When that database gets corrupted, it causes problems. The Activation Database can become corrupted by a bunch of causes, only a few of them can be blamed on Microsoft directly. The three main causes for the error is the database gets corrupted, either because of an error in writing the registry (or a hard drive I/O error or some other HD data error), the Security Permissions for the User Account are wrong or gets corrupted, or there is a conflict when Streets and Trips (or MapPoint) saves its template files and the default location of the templates for MS Office files. You could have inadvertently saved a file from Office, as a template, to some location other than the default template location, and that's all it takes to corrupt the database.
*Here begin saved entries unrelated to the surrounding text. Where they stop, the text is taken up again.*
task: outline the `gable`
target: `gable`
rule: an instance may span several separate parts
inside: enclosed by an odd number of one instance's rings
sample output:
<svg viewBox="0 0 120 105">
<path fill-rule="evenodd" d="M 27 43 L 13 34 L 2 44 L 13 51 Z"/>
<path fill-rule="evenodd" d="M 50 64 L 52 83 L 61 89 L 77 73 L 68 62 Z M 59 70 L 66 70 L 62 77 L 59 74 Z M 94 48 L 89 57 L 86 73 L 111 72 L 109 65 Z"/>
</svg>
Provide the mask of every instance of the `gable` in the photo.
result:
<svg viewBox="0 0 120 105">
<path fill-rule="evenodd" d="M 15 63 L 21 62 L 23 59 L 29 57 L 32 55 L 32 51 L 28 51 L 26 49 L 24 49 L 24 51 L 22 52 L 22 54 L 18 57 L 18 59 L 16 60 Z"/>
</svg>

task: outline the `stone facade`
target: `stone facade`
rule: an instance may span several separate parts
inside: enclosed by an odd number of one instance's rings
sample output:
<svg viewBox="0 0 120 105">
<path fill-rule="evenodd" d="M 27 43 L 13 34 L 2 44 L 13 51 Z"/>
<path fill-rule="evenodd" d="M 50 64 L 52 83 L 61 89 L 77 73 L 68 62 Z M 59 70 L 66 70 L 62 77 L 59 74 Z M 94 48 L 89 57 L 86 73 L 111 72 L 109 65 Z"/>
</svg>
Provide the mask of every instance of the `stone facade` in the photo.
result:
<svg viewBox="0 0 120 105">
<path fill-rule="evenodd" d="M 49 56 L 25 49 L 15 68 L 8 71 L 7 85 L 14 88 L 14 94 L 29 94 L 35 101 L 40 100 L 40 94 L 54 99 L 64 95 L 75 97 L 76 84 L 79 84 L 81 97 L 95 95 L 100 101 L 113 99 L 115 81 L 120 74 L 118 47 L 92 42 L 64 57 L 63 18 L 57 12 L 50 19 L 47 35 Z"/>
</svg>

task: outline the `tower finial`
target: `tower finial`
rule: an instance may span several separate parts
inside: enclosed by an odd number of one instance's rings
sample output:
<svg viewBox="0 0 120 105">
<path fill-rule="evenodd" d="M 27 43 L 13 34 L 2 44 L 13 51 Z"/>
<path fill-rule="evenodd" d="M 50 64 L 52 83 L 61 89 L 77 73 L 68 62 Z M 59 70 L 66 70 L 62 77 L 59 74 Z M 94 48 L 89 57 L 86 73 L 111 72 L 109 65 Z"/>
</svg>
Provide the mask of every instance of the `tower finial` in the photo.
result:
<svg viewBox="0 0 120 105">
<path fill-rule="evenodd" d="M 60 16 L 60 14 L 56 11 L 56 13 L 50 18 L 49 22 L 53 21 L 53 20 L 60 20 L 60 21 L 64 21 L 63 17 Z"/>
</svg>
Normally, one would think that uninstalling the program and then combing through the registry and removing all references to Streets and Trips and MapPoint would do it, but the corrupted keys are under Microsoft Office, and you wouldn't want to remove those unless you really know what you are doing. There are about 5 registry keys under Office (out of more than 100) which need to be removed (nulled out), and that's what that Reset program that MS Tech Support does.
If you're enough of a geek to do it by hand, then you're enough of a geek to already know (or can easily and quickly find out) which ones to remove, as they are well documented in various tech forums and MS KB's. But since it was obvious that you didn't know about the registry keys, that's why I didn't offer up the hand-edited registry solution.
Unless you are comfortable with editing the registry, you can really screw the pooch with the entire system and not even know what you did wrong. That's the "dangerous" level of geekdom.